Wednesday, October 20, 2010

Preschool Science 110

I admit that the sciences were not my favorite in high school and college but I love teaching the sciences to our preschoolers! I attended a science workshop many years ago. The presenter was Sue Kerr. She developed a science lesson for each letter of the alphabet for her kindergarten class. The results of her efforts were published in the book "Science through the Alphabet" and it is still in print.

I had to alter all of the lessons for preschoolers but it was well worth it. I now have a file full of science and math activities. Materials are stored in large zip-loc bags in a storage tub. In addition to Sue's lessons, I have developed lots of science and math activities over the years. The time spent means easy access to some fun science and math lessons for our preschoolers.

The science activities are only used for our MWF classes. The science center is about discovery and exploration-not being right or wrong.

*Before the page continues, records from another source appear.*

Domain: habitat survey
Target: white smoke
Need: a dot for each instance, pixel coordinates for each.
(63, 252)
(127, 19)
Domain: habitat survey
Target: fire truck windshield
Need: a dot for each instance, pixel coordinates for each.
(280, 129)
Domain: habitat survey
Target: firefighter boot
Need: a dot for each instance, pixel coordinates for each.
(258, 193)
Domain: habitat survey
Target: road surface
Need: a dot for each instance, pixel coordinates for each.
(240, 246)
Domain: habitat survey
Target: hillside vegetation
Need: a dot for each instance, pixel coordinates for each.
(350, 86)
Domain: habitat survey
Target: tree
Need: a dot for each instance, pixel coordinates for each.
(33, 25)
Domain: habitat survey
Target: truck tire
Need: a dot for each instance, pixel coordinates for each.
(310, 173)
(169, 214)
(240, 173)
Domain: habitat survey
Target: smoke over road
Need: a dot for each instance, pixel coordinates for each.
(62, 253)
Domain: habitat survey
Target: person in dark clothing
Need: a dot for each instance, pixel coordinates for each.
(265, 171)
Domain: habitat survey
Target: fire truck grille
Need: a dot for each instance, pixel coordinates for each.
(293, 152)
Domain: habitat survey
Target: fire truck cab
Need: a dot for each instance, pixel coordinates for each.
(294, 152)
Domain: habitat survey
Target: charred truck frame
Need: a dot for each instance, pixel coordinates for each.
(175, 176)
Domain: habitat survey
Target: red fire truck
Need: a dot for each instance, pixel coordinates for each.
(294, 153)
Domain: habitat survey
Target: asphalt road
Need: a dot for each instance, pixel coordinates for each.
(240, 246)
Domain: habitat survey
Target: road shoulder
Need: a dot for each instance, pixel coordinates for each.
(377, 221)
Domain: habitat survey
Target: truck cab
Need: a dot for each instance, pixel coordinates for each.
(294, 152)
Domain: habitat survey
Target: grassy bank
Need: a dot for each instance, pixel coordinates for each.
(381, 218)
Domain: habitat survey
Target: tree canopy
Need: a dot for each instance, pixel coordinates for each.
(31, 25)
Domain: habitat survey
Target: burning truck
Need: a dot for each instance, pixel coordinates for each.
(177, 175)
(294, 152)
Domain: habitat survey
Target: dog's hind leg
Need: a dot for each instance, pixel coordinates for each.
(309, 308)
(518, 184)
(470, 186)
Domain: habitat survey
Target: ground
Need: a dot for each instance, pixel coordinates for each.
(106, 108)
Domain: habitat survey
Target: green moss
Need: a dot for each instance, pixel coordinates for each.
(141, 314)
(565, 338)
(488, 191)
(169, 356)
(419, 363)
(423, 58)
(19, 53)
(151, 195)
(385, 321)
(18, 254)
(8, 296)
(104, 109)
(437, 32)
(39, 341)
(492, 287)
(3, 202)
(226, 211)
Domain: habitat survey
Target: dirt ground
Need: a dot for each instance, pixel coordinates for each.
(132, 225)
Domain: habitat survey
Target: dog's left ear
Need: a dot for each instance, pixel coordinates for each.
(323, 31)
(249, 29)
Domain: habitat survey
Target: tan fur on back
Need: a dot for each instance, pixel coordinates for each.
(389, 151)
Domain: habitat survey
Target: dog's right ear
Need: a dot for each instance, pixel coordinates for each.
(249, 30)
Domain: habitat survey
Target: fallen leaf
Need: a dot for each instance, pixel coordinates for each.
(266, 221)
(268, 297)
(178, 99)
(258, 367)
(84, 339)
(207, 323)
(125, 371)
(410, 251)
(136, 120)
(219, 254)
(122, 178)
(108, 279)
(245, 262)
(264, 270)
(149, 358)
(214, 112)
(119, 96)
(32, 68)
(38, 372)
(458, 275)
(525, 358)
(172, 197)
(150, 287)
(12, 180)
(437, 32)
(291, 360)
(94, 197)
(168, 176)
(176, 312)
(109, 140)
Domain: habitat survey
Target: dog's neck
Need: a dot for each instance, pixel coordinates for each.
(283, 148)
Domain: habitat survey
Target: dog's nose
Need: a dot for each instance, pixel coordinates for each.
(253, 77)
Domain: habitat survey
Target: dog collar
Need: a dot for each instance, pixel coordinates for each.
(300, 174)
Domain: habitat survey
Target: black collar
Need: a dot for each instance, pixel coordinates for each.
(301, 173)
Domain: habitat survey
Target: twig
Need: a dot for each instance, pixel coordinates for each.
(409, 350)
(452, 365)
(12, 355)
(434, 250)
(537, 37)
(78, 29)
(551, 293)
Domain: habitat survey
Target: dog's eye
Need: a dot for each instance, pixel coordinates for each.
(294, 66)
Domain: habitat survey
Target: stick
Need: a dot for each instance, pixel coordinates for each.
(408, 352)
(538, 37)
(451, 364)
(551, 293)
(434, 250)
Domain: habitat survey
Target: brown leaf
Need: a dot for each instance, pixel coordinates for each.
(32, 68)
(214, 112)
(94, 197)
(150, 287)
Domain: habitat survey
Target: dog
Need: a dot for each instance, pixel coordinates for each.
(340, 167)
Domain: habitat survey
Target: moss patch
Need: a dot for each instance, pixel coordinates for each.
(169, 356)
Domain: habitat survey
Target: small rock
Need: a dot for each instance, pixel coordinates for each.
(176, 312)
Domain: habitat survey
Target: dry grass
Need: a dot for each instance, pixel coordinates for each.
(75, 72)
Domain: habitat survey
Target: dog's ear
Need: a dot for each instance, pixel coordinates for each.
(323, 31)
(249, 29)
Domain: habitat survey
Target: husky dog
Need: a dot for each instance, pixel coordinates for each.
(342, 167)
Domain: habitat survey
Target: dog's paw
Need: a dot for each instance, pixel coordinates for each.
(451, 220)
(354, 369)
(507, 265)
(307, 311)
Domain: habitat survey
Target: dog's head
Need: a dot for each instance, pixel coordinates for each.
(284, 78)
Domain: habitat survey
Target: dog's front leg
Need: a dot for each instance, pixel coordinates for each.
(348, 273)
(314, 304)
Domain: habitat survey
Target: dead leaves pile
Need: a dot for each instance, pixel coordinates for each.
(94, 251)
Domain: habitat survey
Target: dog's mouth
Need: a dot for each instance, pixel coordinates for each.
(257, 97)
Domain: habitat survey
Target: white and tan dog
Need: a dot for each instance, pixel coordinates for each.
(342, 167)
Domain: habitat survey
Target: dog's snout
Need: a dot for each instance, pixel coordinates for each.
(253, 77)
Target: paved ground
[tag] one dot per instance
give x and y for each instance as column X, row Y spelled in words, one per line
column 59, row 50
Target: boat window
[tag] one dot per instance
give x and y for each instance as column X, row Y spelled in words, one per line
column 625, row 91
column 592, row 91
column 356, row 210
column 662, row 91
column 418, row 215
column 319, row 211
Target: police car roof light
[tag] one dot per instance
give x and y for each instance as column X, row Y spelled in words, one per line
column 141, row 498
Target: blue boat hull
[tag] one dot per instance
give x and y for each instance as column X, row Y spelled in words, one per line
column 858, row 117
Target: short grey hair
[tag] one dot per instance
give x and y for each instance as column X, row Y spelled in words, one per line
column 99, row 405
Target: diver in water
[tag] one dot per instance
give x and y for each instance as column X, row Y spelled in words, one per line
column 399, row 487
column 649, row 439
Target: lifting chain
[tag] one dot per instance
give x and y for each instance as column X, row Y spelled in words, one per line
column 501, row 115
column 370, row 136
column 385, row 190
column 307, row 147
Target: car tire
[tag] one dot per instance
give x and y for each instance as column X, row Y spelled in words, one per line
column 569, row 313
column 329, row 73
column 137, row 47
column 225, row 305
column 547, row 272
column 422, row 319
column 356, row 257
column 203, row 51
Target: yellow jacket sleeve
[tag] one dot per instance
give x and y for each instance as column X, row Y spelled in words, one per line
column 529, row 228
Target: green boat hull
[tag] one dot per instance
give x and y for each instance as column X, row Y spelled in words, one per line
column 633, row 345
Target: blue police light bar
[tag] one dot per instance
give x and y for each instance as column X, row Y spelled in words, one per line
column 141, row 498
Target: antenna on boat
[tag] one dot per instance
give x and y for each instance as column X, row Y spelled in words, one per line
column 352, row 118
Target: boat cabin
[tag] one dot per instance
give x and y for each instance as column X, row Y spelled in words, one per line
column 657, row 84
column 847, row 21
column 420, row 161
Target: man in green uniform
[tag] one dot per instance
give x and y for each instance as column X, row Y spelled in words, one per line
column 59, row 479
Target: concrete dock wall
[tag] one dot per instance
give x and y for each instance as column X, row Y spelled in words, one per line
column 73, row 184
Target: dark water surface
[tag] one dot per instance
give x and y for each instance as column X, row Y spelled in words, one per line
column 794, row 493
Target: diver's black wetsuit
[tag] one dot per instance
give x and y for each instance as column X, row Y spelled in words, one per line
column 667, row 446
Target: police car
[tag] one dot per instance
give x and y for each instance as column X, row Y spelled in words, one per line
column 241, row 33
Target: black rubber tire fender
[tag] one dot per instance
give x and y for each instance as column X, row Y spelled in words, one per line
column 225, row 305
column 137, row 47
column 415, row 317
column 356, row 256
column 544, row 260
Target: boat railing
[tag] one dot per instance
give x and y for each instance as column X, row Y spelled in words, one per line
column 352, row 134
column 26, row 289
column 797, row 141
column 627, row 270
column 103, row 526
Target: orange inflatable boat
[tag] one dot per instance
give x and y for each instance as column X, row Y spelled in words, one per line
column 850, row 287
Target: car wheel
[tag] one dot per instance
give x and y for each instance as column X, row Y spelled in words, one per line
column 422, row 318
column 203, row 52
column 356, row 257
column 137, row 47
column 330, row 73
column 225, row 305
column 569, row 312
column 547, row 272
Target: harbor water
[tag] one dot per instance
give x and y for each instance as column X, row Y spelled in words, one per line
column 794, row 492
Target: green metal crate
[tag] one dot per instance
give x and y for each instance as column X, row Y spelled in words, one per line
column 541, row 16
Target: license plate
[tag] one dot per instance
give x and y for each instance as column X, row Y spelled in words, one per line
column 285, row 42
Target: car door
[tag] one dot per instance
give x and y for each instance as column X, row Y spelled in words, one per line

We introduce lots of vocabulary-experiment, dissolve, chemistry, balance, etc. through our science center. The science activities are usually a one or two person center that the children can choose. Almost all children use the science center but not everyone. They are also allowed to experiment again and again. It is not a one time try for each child but they must take turns.

Two fun lessons were kitchen chemistry experiments. During the letter D, we asked 'Does It Dissolve?' The children were to choose an item (salt, sprinkles, beans, sugar, flour, rice, etc.) and stir it into the water to see if it dissolved.

Magic Potions is finding the right combination to create magic! We put out four magic powders and four magic liquids and only the right combination will create 'magic'. This is always fun around Halloween.

Powders are sugar, salt, cornstarch and of course baking soda. Liquids are soda, water, vegetable oil
and the magic liquid, vinegar. The powders and liquids are color coded. A few children will use logic to try to figure out which creates the magic. Ususally, it's luck. It has never failed. Some time during the week, a child happens to get the right combination. The look on their face is priceless. The next step is to tell all their friend the right combination!